Not every chef starts his or her career in the kitchen. For Marisa Paolillo, running a restaurant was always a goal, but it took a move to India—her husband’s homeland—to finally push her out of her sales job and into the culinary world. After time training in restaurants on both sides of the Pacific, Paolillo plans to open Mango Pickle (5842 N. Broadway, no phone yet) in Edgewater next month.

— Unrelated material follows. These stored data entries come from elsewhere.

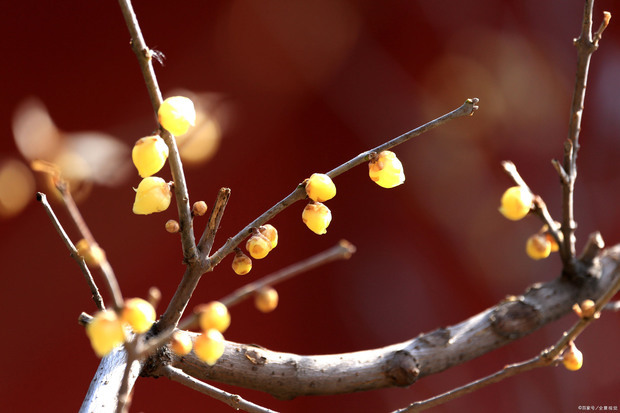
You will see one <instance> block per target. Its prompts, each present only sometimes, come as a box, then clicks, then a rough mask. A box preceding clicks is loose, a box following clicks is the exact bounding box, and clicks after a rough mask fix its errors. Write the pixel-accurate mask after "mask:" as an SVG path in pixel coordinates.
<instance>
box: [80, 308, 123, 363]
mask: <svg viewBox="0 0 620 413" xmlns="http://www.w3.org/2000/svg"><path fill="white" fill-rule="evenodd" d="M86 335H87V336H88V338H89V339H90V344H91V346H93V350H95V354H97V356H99V357H103V356H105V355H106V354H108V353H109V352H110V351H112V349H113V348H114V347H117V346H120V345H121V344H123V343H124V342H125V330H123V323H122V322H121V320H119V318H118V317H117V316H116V313H115V312H114V311H100V312H98V313H97V314H95V316H94V317H93V319H92V320H91V322H90V323H88V324H87V325H86Z"/></svg>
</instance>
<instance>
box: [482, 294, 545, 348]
mask: <svg viewBox="0 0 620 413" xmlns="http://www.w3.org/2000/svg"><path fill="white" fill-rule="evenodd" d="M489 320H490V322H491V327H492V328H493V331H494V332H495V333H496V334H497V335H499V336H501V337H504V338H507V339H511V340H512V339H516V338H519V337H522V336H525V335H527V334H529V333H531V332H532V331H534V330H536V329H537V328H538V327H539V326H540V323H541V316H540V313H539V312H538V310H537V309H536V308H534V306H532V305H531V304H527V303H525V302H523V301H522V300H511V301H505V302H503V303H501V304H499V305H498V306H497V307H495V308H494V309H493V311H492V312H491V315H490V316H489Z"/></svg>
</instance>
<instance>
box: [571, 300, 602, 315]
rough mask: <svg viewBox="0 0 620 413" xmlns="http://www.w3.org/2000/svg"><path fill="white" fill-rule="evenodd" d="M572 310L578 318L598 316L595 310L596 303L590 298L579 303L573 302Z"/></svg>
mask: <svg viewBox="0 0 620 413" xmlns="http://www.w3.org/2000/svg"><path fill="white" fill-rule="evenodd" d="M573 311H574V312H575V314H577V316H578V317H579V318H592V317H594V318H599V317H600V313H597V312H596V304H595V303H594V301H592V300H583V301H582V302H581V304H577V303H575V304H574V305H573Z"/></svg>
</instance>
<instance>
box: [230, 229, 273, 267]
mask: <svg viewBox="0 0 620 413" xmlns="http://www.w3.org/2000/svg"><path fill="white" fill-rule="evenodd" d="M277 245H278V230H276V228H275V227H274V226H273V225H271V224H265V225H261V226H260V227H258V228H255V229H254V230H253V231H252V236H251V237H250V238H249V239H248V240H247V242H246V243H245V249H246V250H248V252H249V253H250V255H251V256H252V258H255V259H257V260H260V259H262V258H265V257H266V256H267V254H269V252H270V251H271V250H272V249H274V248H275V247H276V246H277ZM241 259H243V260H245V258H240V260H241ZM246 265H247V264H246ZM250 268H251V263H250ZM248 271H249V270H248ZM235 272H237V271H235ZM241 272H243V271H241ZM237 273H238V272H237ZM245 273H247V271H246V272H245Z"/></svg>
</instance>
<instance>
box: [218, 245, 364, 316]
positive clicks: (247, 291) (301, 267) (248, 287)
mask: <svg viewBox="0 0 620 413" xmlns="http://www.w3.org/2000/svg"><path fill="white" fill-rule="evenodd" d="M353 253H355V246H353V244H351V243H350V242H348V241H345V240H342V241H340V242H339V243H338V244H337V245H335V246H333V247H332V248H330V249H328V250H325V251H323V252H320V253H318V254H316V255H313V256H312V257H309V258H307V259H305V260H303V261H300V262H297V263H295V264H293V265H290V266H288V267H286V268H283V269H281V270H280V271H277V272H275V273H273V274H271V275H267V276H265V277H263V278H261V279H260V280H257V281H254V282H252V283H249V284H246V285H244V286H243V287H241V288H239V289H237V290H235V291H233V292H232V293H231V294H229V295H227V296H226V297H224V298H222V299H220V300H219V301H220V302H221V303H223V304H224V305H226V306H227V307H229V308H230V307H231V306H233V305H235V304H238V303H239V302H241V301H243V300H244V299H246V298H248V297H250V296H251V295H252V294H254V293H255V292H256V291H258V290H260V289H261V288H262V287H265V286H268V285H269V286H273V285H276V284H278V283H281V282H282V281H286V280H288V279H289V278H291V277H294V276H296V275H298V274H301V273H304V272H307V271H310V270H311V269H313V268H316V267H319V266H321V265H325V264H327V263H329V262H331V261H335V260H339V259H348V258H350V257H351V255H352V254H353Z"/></svg>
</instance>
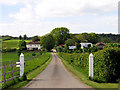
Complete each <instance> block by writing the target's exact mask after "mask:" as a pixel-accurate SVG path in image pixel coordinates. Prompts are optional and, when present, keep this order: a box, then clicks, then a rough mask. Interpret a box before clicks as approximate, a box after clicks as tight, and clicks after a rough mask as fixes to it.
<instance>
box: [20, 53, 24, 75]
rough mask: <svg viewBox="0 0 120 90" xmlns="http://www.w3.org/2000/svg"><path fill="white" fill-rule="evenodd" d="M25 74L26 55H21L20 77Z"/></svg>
mask: <svg viewBox="0 0 120 90" xmlns="http://www.w3.org/2000/svg"><path fill="white" fill-rule="evenodd" d="M23 74H24V55H23V53H21V55H20V77H22V76H23Z"/></svg>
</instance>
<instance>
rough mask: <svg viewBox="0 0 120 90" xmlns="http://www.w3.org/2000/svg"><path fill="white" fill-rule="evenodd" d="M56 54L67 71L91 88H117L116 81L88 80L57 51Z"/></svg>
mask: <svg viewBox="0 0 120 90" xmlns="http://www.w3.org/2000/svg"><path fill="white" fill-rule="evenodd" d="M57 56H58V57H59V58H60V59H61V61H62V63H63V64H64V66H65V67H66V69H67V70H68V71H69V72H71V73H72V74H73V75H74V76H76V77H77V79H78V80H80V81H81V82H83V83H85V84H87V85H89V86H91V87H93V88H96V89H101V88H103V89H106V88H108V89H110V88H115V89H118V84H116V83H97V82H94V81H91V80H89V79H88V78H87V77H86V76H85V75H84V74H83V73H81V72H80V71H78V70H76V69H75V67H73V66H72V65H70V64H69V63H68V62H67V61H65V60H64V59H63V58H62V57H60V56H59V54H58V53H57Z"/></svg>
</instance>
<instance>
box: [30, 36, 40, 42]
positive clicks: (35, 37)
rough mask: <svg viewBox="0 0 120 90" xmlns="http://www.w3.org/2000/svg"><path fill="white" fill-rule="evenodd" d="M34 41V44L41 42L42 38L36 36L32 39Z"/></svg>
mask: <svg viewBox="0 0 120 90" xmlns="http://www.w3.org/2000/svg"><path fill="white" fill-rule="evenodd" d="M32 41H33V42H36V41H40V38H39V37H38V36H34V37H33V38H32Z"/></svg>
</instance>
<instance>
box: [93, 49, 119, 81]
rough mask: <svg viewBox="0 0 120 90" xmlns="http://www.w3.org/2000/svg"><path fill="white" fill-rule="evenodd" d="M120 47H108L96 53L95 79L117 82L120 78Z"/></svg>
mask: <svg viewBox="0 0 120 90" xmlns="http://www.w3.org/2000/svg"><path fill="white" fill-rule="evenodd" d="M119 56H120V49H118V48H107V49H104V50H101V51H98V52H96V53H95V54H94V80H96V81H99V82H116V80H117V79H119V78H120V58H119Z"/></svg>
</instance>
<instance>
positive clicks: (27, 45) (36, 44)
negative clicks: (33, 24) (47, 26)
mask: <svg viewBox="0 0 120 90" xmlns="http://www.w3.org/2000/svg"><path fill="white" fill-rule="evenodd" d="M26 47H27V50H33V49H36V50H40V48H41V47H40V43H39V42H29V43H28V44H27V45H26Z"/></svg>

While her most recent restaurant gig was at Wood (3335 N. Halsted St., 773-935-9663) under chef Ashlee Aubin (now at Salero), Paolillo also cooked at the Table, a California-cuisine eatery in Mumbai. The Table was headed up by an American chef, but Paolillo says she learned about Indian food from her local colleagues in the kitchen.
“At the end of a shift, one guy would take a fish that wasn’t used, spice it, and throw it into the fire,” she recalls. “Within a few minutes, we had an amazing curry dinner.”
She also picked up some tips from her husband’s family, who cook a strain of western Indian cuisine unfamiliar, for the most part, to diners in the U.S. These coastal dishes are heavy on coconut, with flavors tending to skew sour, sweet, and spicy. Says Paolillo: “India is a whole continent on its own, and every region has its own flavor and way of cooking. My impulse is to do all of it, but that menu would be pages long.”
Instead, Paolillo will limit the selection to just 18 items. Western Indian dishes will make up about half of that, with stateside favorites and Indian-inspired experiments making up the remaining 50 percent. Also featured: lots of bites and shareable plates, like pakoras—giant peppers stuffed with beets or crab and deep-fried in chickpea batter. Diners can also expect lots of lentils and dal dishes, seasonal veggies, locally sourced ingredients (including proteins like chicken and lamb), and, in general, food friendly to gluten-free eaters.
“The nice thing is, we’re not adapting recipes to be gluten-free,” says Paolillo, “because most Indian cuisine is already gluten free.”
For thirsty patrons, Mango Pickle offers a hand-ground, house-made masala chai—the recipe comes courtesy of Paolillo’s husband’s family. Desserts, on the other hand, will not be moored to convention: Paolillo has taken some “creative liberties,” and will offer sweets that—she hopes—will appeal to traditionalists and fusion fans alike.